Background technology

In real world, text is the most important carrier of information, and in fact, research shows that information has 80% to be included in text document.Particularly on the internet, text data is present in various forms widely, as news report, e-book, research paper, digital library, webpage, Email etc.Text cluster technology can be applied to information filtering, personalized information recommendation, enables people retrieve required information exactly, shortens the time of information retrieval.Meanwhile, text cluster is a kind of method not needing training set can mark off generic, and it effectively can solve the automatic partition problem of text.Text cluster, owing to not needing to mark classification to text is manual in advance, therefore has certain dirigibility and higher automatic business processing ability, has become the important means effectively organized text message, make a summary and navigate.
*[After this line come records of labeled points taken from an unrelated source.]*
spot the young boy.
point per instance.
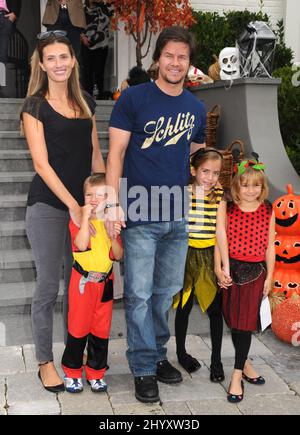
(90, 291)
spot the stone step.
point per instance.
(11, 122)
(13, 235)
(15, 296)
(13, 105)
(15, 182)
(12, 140)
(12, 207)
(16, 265)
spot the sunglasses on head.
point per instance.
(45, 35)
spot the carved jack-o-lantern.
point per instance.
(287, 213)
(287, 252)
(287, 282)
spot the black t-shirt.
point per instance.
(69, 146)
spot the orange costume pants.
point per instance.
(89, 321)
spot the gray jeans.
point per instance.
(49, 237)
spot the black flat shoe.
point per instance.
(217, 373)
(236, 398)
(146, 389)
(189, 363)
(255, 381)
(167, 373)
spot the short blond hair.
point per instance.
(97, 179)
(253, 175)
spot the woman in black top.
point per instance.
(60, 128)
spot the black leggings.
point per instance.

Current existing Text Clustering Method major part is based on VSM(text vector model) model calculates similarity between text and text, is mutually independently when structure text vector between hypothesis word.This method have ignored the relevance between same section document word and word, the potential contact etc. between different document word and word.Traditional Clustering Model is confined to the input sequence of document, the number of initial classes, the restriction of the multiple conditions such as the selection of initial central point.Position cluster between word and synon excavation are also the contents that conventional Text Clustering Method is ignored.Thus the calculating of Documents Similarity is affected, and causes the result of cluster accurate not.Therefore, the method that this patent proposes is by the feature extraction keyword for data set, remove insignificant vocabulary, the vocabulary that the filtering effects factor is less, excavates document subject matter, synonym phrase, the potential applications relations such as co-occurrence high-frequency phrase improve clustering precision, by center of compression vocabulary, the tf-idf method that utilization improves calculates the similar weight between vocabulary, and the method for iteration cluster and the new class of division eliminates the impact of document input sequence.Finally reach and make similar text similarity as far as possible large, inhomogeneity text similarity is as far as possible little.

Summary of the invention

The technical problem to be solved in the present invention is: the limitation overcoming prior art, a kind of Text Clustering Method based on the conversion of class central compressed is provided, the method excavates document subject matter, synonym phrase, the potential applications relations such as co-occurrence high-frequency phrase, adopt class central compressed, center reunion class, divide the conversion such as new class, improve text cluster precision.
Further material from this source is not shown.